# Video Review: PSE EVO NXT 33



## Nick0041 (Oct 22, 2019)

I would really like to shoot this bow. Just hard to find a shop that has a left handed one.


----------



## Mr. October (Feb 15, 2003)

Nick0041 said:


> I would really like to shoot this bow. Just hard to find a shop that has a left handed one.


Obviiously it isn't ideal but I've found I can at least get a feel for bow by shooting the right handed version. This doesn't work with the Hoyt Tec risers. Hence why I haven't owned a Hoyt since they created the Tec riser. I'd like to shoot this bow too. I saw them at Lancaster Archery but there was a 2.5 hour wait so declined.


----------



## V-TRAIN (Feb 27, 2009)

Great review, it is a sweet rig. 
I special ordered one with SE cams and shooting the same weight arrow, same poundage, it is only 2 fps slower than my Revolt-X in the performance setting.


----------



## Full-Draw-Ninja (Sep 22, 2020)

V-TRAIN said:


> Great review, it is a sweet rig.
> I special ordered one with SE cams and shooting the same weight arrow, same poundage, it is only 2 fps slower than my Revolt-X in the performance setting.


why SE cam's please elaborate why speed ? feel ? thanks


----------



## V-TRAIN (Feb 27, 2009)

Full-Draw-Ninja said:


> why SE cam's please elaborate why speed ? feel ? thanks


yea, I have a short draw length (27.5") and need all the help I can get.
I really don't see much difference in feel stiffness wise between the SE and EC cam at my draw length.
Some say it feels stiffer, but I really can't tell any difference b/w the 2, but I think a lot of that has to do what your draw length is.
I have shot my NXT 33 with SE cams back to back a bunch with my Evolve 35 with EC cams.
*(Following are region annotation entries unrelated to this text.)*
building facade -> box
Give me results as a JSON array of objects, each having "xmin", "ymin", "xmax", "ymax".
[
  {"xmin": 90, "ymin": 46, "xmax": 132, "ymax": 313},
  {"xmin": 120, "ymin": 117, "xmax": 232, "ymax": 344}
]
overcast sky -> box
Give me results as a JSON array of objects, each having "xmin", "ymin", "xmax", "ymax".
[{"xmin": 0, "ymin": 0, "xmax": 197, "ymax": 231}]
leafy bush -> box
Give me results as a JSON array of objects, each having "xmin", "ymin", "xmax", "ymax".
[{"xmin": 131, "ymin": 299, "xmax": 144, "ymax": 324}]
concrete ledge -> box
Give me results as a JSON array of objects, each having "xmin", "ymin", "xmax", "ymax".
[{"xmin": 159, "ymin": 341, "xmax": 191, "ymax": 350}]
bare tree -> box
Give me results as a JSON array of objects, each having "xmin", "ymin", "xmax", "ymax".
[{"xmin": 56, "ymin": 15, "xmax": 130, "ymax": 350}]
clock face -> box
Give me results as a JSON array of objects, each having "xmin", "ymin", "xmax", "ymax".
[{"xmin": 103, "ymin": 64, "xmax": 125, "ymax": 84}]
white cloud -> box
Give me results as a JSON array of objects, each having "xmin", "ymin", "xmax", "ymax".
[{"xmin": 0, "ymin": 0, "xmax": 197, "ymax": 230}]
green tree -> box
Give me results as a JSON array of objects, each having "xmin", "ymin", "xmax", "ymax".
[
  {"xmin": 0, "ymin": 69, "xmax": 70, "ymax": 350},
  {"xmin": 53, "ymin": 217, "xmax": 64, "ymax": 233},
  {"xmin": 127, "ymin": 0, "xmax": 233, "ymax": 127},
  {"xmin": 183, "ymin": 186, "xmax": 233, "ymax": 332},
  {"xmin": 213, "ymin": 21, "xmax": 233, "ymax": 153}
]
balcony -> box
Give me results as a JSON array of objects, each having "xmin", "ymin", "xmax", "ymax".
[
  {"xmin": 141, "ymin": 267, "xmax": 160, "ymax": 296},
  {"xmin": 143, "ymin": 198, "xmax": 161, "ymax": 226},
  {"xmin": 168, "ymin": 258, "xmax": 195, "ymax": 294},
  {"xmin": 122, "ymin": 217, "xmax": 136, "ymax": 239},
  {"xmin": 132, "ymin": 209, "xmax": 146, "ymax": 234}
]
I shot them the other day thru my chrono, my Evolve 35 is at 72# and NXT 33 is at 75#, the Evolve 35 was 2 fps faster with the same arrow.
Considering that the 35 has a 6.5" brace and the NXT 33 has 7", it is pretty much a wash. 
I really love the NXT 33 with SE cams and the Bowtech Revolt-X, they are both great bows, with ideal specs.


----------



## Full-Draw-Ninja (Sep 22, 2020)

V-TRAIN said:


> yea, I have a short draw length (27.5") and need all the help I can get.
> I really don't see much difference in feel stiffness wise between the SE and EC cam at my draw length.
> Some say it feels stiffer, but I really can't tell any difference b/w the 2, but I think a lot of that has to do what your draw length is.
> I have shot my NXT 33 with SE cams back to back a bunch with my Evolve 35 with EC cams.
> ...


thanks so much for your time ...


----------



## JoeVanNoy (Oct 15, 2020)

I hunted with the Evo NXT 33 this year. Felt like it's an underrated bow! It's 60# limbs, I'm thinking about shooting spots with it this winter. I'm new to PSE. I struggled with the grip. I ended up with no rubber and grip tape, I am holding it with a higher wrist and it's hard for me to ignore the finger groove, but I do better without it. Also struggled with the holding weight. I think less letoff
would help me. I like some holding weight. Also, I almost have to push the string to let down and then it jerks ya. 
All that said, when I'm on with it, I'm breaking nocks at 50 yds.


----------